I started using Hugo, a static site generator, for web publishing back in 2023. The concept of writing content using simple Markdown files and a GitHub repository appealed to me, and I generally liked the way that the system worked. I used Netlify to automatically deploy website updates whenever the GitHub repository changed. I used MailerLite for email notifications. I experimented with different Hugo plugins for supporting comments, but there was nothing that I liked. I wrote a tool that converted a MATLAB script directly into a blog post, and this tool was far easier to create and work with than similar tools created for publishing MATLAB scripts to WordPress.
Last year, I began to think that I was spending too much time on the nuts and bolts of Hugo, and not enough time writing blog posts. So, I sought to streamline the process. After some investigation, I moved the site and mailing list over to Ghost, using a paid “Pro” subscription. At that time, I also decided to combine my two previous websites, hornjourney.com and matrixvalues.com, into one, steveeddins.com.
Sadly, Ghost failed to live up to my hopes:
- Ghost themes turned out to be much less interchangeable than I expected, and I had a hard time finding one that I liked. I wanted to customize them, but I quickly discovered that it would be much harder and more time-consuming than with Hugo.

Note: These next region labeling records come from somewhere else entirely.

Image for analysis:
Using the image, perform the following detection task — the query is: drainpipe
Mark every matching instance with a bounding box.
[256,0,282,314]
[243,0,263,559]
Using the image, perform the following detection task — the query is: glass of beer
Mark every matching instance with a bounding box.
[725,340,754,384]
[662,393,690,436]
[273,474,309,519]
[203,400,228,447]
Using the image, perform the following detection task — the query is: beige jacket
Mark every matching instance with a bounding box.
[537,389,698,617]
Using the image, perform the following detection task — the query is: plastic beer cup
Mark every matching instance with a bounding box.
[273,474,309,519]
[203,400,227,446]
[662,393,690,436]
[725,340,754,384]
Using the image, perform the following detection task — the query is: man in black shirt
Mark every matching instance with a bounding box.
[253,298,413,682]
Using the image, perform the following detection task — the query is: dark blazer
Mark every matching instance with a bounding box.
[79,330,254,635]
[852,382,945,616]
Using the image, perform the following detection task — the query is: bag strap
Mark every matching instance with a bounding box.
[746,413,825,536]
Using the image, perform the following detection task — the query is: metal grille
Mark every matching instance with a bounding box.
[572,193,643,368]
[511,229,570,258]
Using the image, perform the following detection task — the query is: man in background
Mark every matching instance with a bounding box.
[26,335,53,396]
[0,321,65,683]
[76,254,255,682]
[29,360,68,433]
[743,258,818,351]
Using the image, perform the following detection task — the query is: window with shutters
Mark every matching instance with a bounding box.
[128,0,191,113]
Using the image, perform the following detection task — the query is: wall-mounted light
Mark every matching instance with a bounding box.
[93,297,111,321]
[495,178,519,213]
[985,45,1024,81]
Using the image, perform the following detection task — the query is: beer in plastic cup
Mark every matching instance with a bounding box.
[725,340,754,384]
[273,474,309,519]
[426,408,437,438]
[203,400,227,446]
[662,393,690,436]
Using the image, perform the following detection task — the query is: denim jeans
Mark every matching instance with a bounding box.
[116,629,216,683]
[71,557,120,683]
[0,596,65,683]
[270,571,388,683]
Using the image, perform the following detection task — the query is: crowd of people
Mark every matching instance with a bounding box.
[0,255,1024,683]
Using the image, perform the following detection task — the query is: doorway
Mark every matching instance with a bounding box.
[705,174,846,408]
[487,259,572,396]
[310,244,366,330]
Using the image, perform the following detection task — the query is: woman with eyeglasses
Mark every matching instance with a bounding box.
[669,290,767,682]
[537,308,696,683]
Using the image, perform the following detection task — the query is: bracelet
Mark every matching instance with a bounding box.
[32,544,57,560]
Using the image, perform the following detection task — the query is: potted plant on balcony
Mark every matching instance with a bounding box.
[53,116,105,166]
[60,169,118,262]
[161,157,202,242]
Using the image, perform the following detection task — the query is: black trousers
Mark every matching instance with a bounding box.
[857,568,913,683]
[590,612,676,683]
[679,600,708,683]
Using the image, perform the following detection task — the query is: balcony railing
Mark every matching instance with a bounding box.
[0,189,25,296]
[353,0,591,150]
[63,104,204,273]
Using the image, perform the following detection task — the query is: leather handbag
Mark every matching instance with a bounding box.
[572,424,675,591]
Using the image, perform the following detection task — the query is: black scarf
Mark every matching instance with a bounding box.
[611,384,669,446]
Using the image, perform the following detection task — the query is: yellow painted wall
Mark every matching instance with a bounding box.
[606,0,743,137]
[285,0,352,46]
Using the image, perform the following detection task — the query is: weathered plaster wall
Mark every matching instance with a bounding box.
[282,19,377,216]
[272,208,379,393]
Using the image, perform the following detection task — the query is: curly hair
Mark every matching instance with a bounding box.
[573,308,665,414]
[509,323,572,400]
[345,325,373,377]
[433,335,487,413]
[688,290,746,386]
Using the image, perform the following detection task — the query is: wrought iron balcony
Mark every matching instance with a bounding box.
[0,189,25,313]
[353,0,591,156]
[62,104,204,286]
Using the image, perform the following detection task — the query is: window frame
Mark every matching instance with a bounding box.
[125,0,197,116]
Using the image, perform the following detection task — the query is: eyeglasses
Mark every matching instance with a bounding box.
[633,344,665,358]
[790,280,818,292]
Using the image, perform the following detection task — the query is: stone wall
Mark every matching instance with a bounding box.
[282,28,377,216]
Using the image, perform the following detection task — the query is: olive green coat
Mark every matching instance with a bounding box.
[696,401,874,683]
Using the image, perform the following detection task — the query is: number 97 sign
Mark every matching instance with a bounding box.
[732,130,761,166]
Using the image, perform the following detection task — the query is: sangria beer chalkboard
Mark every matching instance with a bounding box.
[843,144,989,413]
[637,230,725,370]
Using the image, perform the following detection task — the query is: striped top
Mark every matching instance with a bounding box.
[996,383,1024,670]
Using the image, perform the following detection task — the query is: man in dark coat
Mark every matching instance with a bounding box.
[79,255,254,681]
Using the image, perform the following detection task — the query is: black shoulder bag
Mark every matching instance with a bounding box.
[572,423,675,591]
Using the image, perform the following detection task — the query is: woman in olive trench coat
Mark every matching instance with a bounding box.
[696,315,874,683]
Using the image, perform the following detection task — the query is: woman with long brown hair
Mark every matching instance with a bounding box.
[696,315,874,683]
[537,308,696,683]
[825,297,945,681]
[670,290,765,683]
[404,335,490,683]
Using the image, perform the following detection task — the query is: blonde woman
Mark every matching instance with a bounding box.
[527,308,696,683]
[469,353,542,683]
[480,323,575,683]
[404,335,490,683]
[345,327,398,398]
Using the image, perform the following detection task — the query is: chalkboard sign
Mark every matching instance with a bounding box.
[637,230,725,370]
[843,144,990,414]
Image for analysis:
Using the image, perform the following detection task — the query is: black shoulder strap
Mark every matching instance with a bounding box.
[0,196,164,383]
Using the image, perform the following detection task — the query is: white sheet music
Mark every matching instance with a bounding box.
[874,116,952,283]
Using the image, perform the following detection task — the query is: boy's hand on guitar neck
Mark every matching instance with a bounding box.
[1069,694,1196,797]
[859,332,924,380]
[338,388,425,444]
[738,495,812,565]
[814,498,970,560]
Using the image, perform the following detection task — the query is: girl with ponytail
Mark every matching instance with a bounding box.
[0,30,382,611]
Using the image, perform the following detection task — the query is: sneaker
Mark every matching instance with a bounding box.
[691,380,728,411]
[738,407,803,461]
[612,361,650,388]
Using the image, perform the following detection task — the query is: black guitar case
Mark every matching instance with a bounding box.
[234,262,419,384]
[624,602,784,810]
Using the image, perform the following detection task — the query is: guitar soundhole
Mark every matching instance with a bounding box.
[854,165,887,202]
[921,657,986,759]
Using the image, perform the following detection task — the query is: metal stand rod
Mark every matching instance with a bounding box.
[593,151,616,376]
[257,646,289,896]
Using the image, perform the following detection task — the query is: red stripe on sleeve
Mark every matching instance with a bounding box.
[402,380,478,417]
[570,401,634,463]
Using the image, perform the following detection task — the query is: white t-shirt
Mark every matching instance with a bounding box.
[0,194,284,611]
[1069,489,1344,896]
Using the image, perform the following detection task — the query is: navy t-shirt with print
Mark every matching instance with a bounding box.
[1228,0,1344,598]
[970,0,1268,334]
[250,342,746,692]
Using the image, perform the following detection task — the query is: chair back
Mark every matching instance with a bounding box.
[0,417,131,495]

- The built-in mailing list management process was awkward and could not be automated in the way that I expected.
- The built-in commenting system was lame, especially for people who wanted to include some MATLAB code in their comments.
- The level of Markdown support was disappointing. It turned out to be supported only as an editor entry format, useful only for composing certain sections of a post. The Ghost API doesn’t support Markdown as an input format, which makes it far more difficult than I expected to create a MATLAB script publishing tool.
It was Ghost’s site backup procedure that finally pushed me over the edge. Ghost Pro documentation, especially the high-level feature descriptions, present site backup as an easy, self-service thing. However, the backup includes only blog post text content. It does not include any images or other media files! To get a truly complete site backup, you have to contact Ghost Pro support and explain to them why you need it before they will provide it. That is just bananas.
Anyway, based on my real experience with both systems, Hugo and Ghost, I decided that I really liked Hugo and that I wanted to go back to it, with a new site design with a new organization of the different blog topics. I’m using MailerLite once again. I’m using Vercel for deployment now instead of Netlify.